2007年09月30日 | パーキンソン病
 Kufor–Rakeb症候群をご存知であろうか?これは1994年,両親に血族結婚を認めるヨルダン人において報告された病気である.発症は12 ~16歳で,パーキンソニズム(仮面様顔貌,筋強剛,寡動)を主徴とし,さらに,痙性,上方視麻痺,認知症も認める.MRIでは淡蒼球の萎縮を認め,のちにびまん性脳萎縮を呈する.著者は罹患者の出身地にちなみKufor–Rakeb症候群と名付けた(J Med Genet. 38: 680-682, 2001).のちに顔面・口蓋・趣旨ミオクローヌスや幻視,oculogyric dystonic spasmを呈することも報告された.常染色体劣性の家族性パーキンソン病(ARPD)の一つとしてPARK9とも呼ばれるようになった.興味深いことに,錐体外路症状にはL-DOPAが劇的に効くことが知られるが,徐々に効果は減弱しL-DOPAの治療域が狭くなる.

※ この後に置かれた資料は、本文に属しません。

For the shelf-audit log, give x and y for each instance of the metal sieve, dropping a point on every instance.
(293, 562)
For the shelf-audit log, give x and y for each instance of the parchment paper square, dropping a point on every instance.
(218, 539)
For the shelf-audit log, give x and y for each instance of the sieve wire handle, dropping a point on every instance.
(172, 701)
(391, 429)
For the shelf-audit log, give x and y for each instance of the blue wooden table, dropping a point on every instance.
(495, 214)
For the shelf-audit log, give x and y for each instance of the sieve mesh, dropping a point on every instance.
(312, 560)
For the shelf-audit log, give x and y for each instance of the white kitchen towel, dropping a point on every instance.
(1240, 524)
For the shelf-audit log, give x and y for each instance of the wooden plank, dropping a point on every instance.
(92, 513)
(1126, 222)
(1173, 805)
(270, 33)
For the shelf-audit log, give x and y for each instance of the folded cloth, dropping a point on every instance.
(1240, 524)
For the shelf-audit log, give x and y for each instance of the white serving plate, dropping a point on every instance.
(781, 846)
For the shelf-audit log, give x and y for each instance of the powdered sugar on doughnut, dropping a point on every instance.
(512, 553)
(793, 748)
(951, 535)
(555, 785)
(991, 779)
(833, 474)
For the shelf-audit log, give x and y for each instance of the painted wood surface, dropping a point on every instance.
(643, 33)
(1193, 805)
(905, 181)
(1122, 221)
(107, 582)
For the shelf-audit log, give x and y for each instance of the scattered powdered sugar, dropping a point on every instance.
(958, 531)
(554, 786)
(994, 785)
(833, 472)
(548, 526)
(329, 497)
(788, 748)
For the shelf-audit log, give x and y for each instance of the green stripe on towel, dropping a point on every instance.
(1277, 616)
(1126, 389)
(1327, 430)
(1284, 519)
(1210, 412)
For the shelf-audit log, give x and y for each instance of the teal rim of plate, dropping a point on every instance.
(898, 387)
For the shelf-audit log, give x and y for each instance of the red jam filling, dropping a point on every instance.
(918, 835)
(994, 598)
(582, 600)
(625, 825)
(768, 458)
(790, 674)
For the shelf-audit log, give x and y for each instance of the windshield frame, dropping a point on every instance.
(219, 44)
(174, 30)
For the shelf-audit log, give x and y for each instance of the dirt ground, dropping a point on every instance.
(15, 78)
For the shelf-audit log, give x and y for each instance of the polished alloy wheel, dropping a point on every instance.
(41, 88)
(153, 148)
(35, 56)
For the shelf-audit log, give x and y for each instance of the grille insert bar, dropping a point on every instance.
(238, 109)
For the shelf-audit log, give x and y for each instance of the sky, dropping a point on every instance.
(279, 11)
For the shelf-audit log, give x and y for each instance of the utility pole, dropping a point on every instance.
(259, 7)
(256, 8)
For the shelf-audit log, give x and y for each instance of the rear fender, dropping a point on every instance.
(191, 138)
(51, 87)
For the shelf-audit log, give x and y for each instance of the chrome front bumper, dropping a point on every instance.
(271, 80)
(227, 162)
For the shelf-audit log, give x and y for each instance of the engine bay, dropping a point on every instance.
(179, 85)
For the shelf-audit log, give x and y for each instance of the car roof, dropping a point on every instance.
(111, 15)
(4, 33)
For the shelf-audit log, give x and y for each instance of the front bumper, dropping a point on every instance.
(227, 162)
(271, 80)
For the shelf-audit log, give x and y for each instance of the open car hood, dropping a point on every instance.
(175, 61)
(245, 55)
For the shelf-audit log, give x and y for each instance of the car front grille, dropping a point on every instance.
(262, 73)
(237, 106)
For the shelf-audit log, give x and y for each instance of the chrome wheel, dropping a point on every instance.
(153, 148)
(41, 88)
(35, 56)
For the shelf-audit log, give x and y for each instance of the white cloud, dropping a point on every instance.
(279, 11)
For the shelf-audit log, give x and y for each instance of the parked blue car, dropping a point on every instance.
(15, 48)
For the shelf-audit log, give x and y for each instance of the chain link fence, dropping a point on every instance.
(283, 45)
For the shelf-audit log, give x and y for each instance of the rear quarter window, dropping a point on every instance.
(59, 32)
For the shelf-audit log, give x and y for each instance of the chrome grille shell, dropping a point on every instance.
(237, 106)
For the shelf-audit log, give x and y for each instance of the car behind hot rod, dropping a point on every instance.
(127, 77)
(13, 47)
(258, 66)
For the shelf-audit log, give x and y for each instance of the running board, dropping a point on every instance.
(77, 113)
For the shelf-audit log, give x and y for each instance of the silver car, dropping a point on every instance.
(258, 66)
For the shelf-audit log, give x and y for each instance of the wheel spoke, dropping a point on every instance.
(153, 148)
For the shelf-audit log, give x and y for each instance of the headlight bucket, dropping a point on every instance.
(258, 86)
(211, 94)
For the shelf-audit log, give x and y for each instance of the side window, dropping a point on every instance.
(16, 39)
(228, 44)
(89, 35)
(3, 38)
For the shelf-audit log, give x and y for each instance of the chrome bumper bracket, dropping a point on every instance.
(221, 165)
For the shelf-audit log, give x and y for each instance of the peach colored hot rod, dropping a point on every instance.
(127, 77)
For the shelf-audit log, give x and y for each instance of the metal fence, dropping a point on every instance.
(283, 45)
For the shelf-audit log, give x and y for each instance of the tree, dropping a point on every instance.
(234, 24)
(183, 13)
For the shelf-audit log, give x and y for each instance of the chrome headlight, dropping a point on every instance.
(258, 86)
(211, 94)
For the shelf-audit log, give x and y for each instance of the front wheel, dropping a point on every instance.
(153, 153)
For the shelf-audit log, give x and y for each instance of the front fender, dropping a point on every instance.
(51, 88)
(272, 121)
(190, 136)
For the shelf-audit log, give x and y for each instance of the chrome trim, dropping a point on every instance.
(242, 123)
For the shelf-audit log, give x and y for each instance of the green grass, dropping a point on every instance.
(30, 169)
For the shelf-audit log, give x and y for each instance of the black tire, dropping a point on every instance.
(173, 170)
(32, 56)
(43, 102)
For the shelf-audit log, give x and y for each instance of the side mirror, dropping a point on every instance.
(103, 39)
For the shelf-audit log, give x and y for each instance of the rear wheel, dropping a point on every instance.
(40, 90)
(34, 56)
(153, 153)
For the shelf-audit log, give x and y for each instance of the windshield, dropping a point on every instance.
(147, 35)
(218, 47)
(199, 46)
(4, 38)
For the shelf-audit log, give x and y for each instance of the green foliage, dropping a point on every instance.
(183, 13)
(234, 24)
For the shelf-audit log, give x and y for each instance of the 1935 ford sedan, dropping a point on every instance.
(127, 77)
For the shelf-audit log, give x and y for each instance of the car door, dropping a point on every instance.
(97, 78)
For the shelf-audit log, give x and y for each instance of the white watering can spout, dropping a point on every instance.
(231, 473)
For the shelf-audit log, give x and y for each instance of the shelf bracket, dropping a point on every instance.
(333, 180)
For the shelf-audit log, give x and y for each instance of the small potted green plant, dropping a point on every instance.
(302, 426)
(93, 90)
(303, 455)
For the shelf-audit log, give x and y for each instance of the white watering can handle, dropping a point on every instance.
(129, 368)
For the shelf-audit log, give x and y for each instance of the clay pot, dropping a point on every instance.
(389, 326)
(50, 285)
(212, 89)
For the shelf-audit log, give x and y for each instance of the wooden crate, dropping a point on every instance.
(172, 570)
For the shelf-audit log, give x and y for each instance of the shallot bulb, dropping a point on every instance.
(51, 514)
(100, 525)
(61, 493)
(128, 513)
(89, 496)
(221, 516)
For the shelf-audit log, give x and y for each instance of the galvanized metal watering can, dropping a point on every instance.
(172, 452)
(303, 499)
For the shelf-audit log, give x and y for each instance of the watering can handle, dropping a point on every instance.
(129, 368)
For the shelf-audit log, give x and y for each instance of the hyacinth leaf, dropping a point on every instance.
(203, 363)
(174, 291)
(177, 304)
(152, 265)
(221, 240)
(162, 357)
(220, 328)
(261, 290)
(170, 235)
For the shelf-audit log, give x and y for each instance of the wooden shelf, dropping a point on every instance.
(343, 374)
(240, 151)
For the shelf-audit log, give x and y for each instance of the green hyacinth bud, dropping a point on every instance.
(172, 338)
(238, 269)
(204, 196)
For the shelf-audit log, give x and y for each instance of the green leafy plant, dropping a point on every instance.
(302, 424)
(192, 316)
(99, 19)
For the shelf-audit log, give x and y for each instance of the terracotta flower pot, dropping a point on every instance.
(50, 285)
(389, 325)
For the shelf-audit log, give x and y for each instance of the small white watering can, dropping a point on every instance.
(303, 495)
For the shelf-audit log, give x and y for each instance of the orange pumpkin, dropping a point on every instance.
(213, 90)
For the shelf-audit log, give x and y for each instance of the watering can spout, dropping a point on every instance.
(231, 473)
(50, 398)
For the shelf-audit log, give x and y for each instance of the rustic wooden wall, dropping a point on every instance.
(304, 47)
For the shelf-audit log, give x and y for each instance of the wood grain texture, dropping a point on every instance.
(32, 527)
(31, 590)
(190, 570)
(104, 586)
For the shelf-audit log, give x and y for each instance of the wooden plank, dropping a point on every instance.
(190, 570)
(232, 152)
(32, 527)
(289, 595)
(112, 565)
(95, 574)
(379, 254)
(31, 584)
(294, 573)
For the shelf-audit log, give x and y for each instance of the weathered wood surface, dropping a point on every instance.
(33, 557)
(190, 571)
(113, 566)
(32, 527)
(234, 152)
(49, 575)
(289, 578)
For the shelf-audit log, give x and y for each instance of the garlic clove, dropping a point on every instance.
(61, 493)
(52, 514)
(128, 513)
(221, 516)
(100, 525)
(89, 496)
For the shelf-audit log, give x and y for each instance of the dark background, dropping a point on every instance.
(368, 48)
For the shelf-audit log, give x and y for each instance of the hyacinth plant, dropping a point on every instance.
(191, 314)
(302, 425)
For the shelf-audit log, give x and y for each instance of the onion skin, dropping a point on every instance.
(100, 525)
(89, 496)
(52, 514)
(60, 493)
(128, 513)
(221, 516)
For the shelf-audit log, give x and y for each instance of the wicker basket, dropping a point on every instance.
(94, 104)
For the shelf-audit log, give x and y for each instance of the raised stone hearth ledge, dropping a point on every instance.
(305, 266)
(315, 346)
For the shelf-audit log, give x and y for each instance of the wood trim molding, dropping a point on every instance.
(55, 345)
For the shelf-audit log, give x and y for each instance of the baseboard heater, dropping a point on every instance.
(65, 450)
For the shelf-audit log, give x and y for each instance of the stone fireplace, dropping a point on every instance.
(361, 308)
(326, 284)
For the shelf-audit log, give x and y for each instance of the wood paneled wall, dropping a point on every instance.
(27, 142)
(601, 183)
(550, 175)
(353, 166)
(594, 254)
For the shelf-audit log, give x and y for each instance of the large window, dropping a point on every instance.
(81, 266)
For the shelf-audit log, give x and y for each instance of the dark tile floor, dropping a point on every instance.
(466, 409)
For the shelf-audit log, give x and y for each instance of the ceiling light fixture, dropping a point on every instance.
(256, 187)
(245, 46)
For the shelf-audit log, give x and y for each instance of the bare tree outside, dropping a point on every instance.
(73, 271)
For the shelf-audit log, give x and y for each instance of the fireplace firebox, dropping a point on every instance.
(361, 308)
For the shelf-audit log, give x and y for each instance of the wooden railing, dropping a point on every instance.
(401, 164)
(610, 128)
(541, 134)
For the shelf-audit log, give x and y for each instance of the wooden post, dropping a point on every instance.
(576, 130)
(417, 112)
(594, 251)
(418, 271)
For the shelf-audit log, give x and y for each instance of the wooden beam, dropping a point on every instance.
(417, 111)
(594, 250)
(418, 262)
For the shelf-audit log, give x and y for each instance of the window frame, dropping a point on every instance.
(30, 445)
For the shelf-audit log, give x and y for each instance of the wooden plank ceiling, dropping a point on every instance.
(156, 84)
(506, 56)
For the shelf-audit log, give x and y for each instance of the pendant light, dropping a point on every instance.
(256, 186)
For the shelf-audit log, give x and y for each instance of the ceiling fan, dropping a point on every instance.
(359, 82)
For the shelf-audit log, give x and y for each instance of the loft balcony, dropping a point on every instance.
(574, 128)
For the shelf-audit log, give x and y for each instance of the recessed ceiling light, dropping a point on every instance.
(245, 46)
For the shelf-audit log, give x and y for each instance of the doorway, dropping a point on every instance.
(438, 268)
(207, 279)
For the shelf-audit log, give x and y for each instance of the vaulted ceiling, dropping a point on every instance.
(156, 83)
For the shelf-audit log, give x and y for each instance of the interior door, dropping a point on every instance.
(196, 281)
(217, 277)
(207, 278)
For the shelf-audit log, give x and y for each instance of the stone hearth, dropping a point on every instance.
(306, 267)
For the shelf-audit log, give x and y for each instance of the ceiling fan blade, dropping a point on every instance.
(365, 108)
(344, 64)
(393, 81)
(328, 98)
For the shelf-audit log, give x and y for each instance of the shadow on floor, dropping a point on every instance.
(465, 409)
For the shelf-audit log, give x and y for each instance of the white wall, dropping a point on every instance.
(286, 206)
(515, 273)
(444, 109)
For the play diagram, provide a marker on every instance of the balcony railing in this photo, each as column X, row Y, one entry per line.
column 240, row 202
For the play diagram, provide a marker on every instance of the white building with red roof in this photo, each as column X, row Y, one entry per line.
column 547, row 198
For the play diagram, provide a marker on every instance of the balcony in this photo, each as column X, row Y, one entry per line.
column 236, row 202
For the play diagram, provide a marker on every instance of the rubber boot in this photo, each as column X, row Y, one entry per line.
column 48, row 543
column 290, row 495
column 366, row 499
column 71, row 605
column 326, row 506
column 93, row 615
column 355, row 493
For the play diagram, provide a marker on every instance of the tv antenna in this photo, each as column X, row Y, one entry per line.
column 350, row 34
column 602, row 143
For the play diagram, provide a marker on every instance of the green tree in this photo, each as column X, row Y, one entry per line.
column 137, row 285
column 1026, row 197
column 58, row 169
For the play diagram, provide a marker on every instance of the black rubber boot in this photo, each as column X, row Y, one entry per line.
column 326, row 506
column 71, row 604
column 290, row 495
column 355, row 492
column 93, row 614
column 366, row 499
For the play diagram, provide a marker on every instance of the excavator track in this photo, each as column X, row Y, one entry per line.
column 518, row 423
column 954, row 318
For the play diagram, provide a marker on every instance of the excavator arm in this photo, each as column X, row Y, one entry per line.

 原因遺伝子については,ARPDのうちparkin(PARK2),PINK1(PARK6),DJ-1(PARK7)のいずれも変異は認められず否定された.2006年,Ramirezらはneuronal P-type ATPase,ATP13A2が原因遺伝子であることをチリ人家系の検討の結果,明らかにした.遺伝子変異は欠失とsplice site mutationのヘテロ接合で,オリジナルのヨルダン人家系は22塩基対の重複をホモ接合性に認めた(Nat Genet 38: 1184-1191, 2006).

 つぎは当然,この遺伝子変異が,どの程度の頻度で,若年発症パーキンソニズムのなかに含まれているか知りたくなるが,最近のNeurology誌にイタリア人とブラジル人において検討した結果が報告された.対象は46例で,その内訳はjuvenile parkinsonism(20歳以下発症と定義)11名と,young onset PD(21~40歳発症と定義)35名.33例が常染色体劣性遺伝と考えられ,残り13例が孤発例.症状については42例はパーキンソニズムのみ,4名は多系統の症状を認めた.遺伝子解析の結果,ブラジル人の孤発性juvenile parkinsonismにおいて1名Gly504Arg変異をホモ接合性に認めた(臨床的にはオリジナルと似ているが,錐体路症状と認知症を認めない).さらにイタリア人のyoung onset PDにThr12Met,Gly533Argというミスセンス変異を,それぞれ1名ヘテロ接合性に認めた.
 
 以上の結果はATP13A2遺伝子変異ホモ接合が,家族性パーキンソン病(juvenile parkinsonism)の一つの原因であることを再確認するとともに,ヘテロ接合の場合,young onset PDと関連がある可能性を示唆するものである.つまり,若年性パーキンソニズムに,眼球運動制限,認知症を伴うような場合には遺伝子解析を行うべきであろう.今後,本邦例での解析の結果が待たれる.